Assemblyman Michael Miller (D-Woodhaven) will have to face a primary to retain his seat now that a 27-year-old vying for his first public office has challenged him.
Etienne David Adorno, a lifelong Woodhaven resident and recently an aid for Councilman Robert Jackson, wants to deny Miller a second term.

On Monday, Adorno told a small crowd of supporters that he doesn’t plan on leaving Woodhaven—he plans on being its next assemblyman.

Last week, he submitted more than 3,000 signatures to get onto the Democratic ballot for the 38th State Assembly, which encompasses all of Woodhaven and pieces of surrounding communities like Richmond Hill and Ozone Park.

At the campaign kickoff, Adorno did not hold back when on the criticism of Miller.

“A fresh perspective is within reach,” Adorno said. “We need someone who we can call on for help, not some mysterious entity far away in Albany, someone who we can point to proudly and say ‘yeah, I know him, he’s my assemblyman.’ ”

About a half dozen times, Adorno explicitly or tacitly accused Miller of being an absentee representative, more in touch with Albany than Woodhaven.

Adorno said he pounded the pavement himself, seven days a week knocking on at least 2,000 doors to collect the signatures he needed to get on the ballot.

He said that out of all the people he spoke to during that drive, only 14 recognized Miller’s name.

There may be a reason for that though, Miller told The Forum in a phone interview.

“As we’re looking through his signatures, had he been campaigning within the district and trying to get signatures, he may have found more people who know who Mike Miller is,” Miller said. “Most of their signatures were from Brooklyn or areas that are just outside the district. … There are more than 14 people who know who Mike Miller is.”

Miller also alleged that the vast majority of Adorno’s signatures aren’t valid but said his campaign isn’t trying to knock him off the ballot for the Democratic primary on September 13.

Regardless, Adorno is emphasizing the outsider, local nature of his first run for office—he decided to run for State Assembly because the 2013 City Council election is too far off.

“We’re the definition of a grassroots campaign,” Adorno said.

So far, he’s relied on volunteers and in-kind donations. He’s received only $2,000 or $3,000 in cash so far, he said.

Adorno is undeniably young, but he said he has the right experience to run. He told the crowd that he’s a member of Community Board 9, is involved in civic groups like the Woodhaven Residents’ Block Association, and cut his teeth doing constituent services for former Assemblyman Adam Clayton Powell Jr. and Councilman Robert Jackson.

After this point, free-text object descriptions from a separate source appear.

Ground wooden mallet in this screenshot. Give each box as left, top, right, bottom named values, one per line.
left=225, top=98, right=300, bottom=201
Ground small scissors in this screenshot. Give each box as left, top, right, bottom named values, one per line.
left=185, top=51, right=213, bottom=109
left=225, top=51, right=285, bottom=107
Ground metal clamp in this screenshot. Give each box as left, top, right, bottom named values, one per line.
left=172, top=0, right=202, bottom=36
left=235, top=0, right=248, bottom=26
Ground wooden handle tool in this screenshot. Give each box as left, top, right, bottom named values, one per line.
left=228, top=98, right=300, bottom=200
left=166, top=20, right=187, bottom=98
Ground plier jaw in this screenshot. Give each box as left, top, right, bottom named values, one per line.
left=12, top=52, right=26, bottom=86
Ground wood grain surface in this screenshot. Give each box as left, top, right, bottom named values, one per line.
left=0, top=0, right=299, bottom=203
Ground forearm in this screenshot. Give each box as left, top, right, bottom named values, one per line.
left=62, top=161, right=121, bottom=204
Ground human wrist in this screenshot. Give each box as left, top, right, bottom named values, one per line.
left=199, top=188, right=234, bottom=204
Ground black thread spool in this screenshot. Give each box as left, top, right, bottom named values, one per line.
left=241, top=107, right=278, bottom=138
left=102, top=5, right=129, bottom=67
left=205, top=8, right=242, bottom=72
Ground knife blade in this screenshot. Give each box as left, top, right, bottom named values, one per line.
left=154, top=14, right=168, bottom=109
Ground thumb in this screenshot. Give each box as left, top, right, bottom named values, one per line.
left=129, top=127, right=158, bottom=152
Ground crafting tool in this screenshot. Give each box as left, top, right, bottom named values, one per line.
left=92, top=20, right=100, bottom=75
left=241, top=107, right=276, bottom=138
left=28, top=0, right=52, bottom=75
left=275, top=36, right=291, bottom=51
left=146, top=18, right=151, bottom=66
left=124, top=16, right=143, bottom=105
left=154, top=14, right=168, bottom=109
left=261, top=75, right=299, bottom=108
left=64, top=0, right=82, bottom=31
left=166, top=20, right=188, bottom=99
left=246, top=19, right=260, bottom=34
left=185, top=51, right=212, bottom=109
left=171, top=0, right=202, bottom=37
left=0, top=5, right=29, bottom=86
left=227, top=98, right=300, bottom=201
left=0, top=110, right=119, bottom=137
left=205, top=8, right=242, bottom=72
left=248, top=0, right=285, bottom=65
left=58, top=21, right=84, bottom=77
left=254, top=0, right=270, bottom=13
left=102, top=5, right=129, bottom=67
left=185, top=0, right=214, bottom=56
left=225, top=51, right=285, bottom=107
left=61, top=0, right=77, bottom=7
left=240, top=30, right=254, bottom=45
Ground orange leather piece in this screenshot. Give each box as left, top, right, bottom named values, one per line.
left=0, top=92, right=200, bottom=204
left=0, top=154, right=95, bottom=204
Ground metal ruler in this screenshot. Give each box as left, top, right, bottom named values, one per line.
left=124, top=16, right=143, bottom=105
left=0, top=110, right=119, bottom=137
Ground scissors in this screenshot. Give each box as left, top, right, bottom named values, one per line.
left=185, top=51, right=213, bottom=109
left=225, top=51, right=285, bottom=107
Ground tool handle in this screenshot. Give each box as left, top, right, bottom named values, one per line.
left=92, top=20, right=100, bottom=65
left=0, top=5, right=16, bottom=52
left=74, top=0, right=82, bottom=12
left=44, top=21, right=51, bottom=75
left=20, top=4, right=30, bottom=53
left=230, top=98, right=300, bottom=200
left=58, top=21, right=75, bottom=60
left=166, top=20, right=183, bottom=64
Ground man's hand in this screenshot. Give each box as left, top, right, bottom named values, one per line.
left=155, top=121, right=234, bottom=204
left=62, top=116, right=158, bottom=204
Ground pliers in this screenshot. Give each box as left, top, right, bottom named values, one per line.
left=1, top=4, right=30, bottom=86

“That’s really what made me realize that I have a knack for working with people, working with the community and helping local residents. And this was in northern Manhattan where I don’t even live,” Adorno said. “People will not always remember what you say, but they will remember how you make them feel. And even though they may not remember my name in northern Manhattan, they certainly remember my face, and they remember the positive feelings I gave them when they really needed help.”

Powell, a longtime friend of Adorno and his family, was at the announcement to lend some political clout.

“The reality is that we need more young men and women like David. People who are for real, people who are not political animals, people who are not just out there for scoring victory and losses,” Powell said.

Just a few hours after Adorno’s kickoff though, mud was already slung.
Miller said that a few months ago, Adorno had walked into his office and promised he wouldn’t run for office against Miller.

“Evidently he had a change of heart or his word is no good—one or the other,” Miller said.

Adorno said, however, that his conversation with Miller was to warn him that residents had begun approaching him to run.

“My long-time-ago conversation with Miller was only partially quoted. I told him then that I had been recruited by community residents to run,” Adorno said. “At that I point I decided not to press forward. Since then many more individuals and groups have been calling for me to run, enough to compel me to respond.”